Слышится тихий чих, недовольное хныканье, и Румянцев принимается усталыми руками корзинку покачивать, оглядываясь и... Направляясь теперь к ближайшей церкви — церкви святого Георгия.
***
— ... Вот теперь хожу я с ним, а что делать — не знаю, отец Сергий, ибо и бросить не могу, и оставить мне его негде, — таким образом кончает своей рассказ юноша, глядя с вниманием на батюшку, иногда на корзинку взгляд бросая, где комочек конечностями дёргал и пытался из кокона выбраться. — Он же невинный совсем, малыш ещё, так разве заслуживает такого обращения к себе? В чем виноват он? Ни в чем же и не виноват! — вздыхает тяжко, в глазах его внезапно что-то печальное мелькает, неприятное, и продолжает едва громко, словно сам поверить в слова свои не мог. — Я же, знаете... Как подумаю, что он замёрзнуть мог и умереть, не окажись я рядом по обстоятельствам, так... Сразу на душе такая тяжесть возникает, сердце тисками сжимается — страшно становится.
— О, то́ добрый знак, сын мой, самый добрый, ибо сердце твое к милосердию стремится, дела хорошие творить желает, — молвит батюшка, но как-то тихо совсем, словно желая, чтобы его только Румянцев слышал и слушал. — Боится оно за ближнего, волнуется за него — то говорит о характере твоём добром и чистом, никому зла не желающим. То́ хороший знак, хороший, сын мой, в том не сомневайся, — и качнув головой едва, тряхнув бородой своей седой, он едва пальчиков ребенка касается, улыбается маленькому, подмигивает ему с лаской, да после вновь продолжает. — Тайну такую открою тебе, Николай, что не просто так ребенок этот оставлен был, не просто так найден тобою... Не просто так тебя в церковь отправили: ангелы дорогу указали, ко мне тебя привели, чтобы уже я помог тебе и указал то, для чего это все задумано было, — а после куда-то за спину молодому человеку глядит внимательно, словно найти там что-то пытается, не находит, головой вновь и с досадой качает. — Ушла Мирослава. Немного ты не успел, чтоб деву несчастную повидать. Эх, несчастная, несчастная...
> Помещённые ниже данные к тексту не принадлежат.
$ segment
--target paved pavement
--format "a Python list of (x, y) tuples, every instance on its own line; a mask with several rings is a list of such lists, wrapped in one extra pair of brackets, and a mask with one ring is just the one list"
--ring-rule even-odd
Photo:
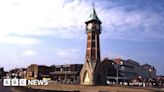
[(2, 80), (0, 80), (0, 92), (16, 92), (14, 87), (4, 87)]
— Что за Мирослава, отец Сергий? — с заметной заинтересованностью вопросил человек молодой, будто в этой Мирославе уже какая помощь для него скрывалась, истина заключалась.
— Да вот, Мирославушка моя... Умна, мудра, да красива невинностью своей, да только... Несчастна. Как бы дела не обстояли, как бы мы хороши не были, а посылает нам часто бог испытания трудные, чтобы мы теряли, страдали, да после счастье свое обретали настоящее.
— Понятна мне мысль ваша, понимаю я, однако... Расскажите мне подробнее о ней. Чего случилось, что за несчастие с ней приключилось? — густые брови сдвинулись друг к другу в готовности слушать, руки на автомате несколько раз качнули корзинку — Киренька принимался шалить, иногда повизгивать весело, что разрывало блаженную, спокойную тишину храма.
— Веря в то, что богом ты сюда послан, Николай, не скрою я от тебя историю моей Мирославушки, — отец Сергий выдохнул тяжко, теперь улыбаясь с печалью заметной на губах и в очах светлых. — Дело в том, что дева эта невинная, ангел настоящий, около года назад, может и больше, не могу точно сказать, совсем одна осталась. Сначала родители ее в пожаре погибли, отчего сиротой она осталась без наследства и денег, а после и молодой князь от нее отказался, как понял, что без приданного дева младая осталась. Впрочем, не нам судить о поступке этом, возможно, и причины там были другие и более весомые, не будем об этом...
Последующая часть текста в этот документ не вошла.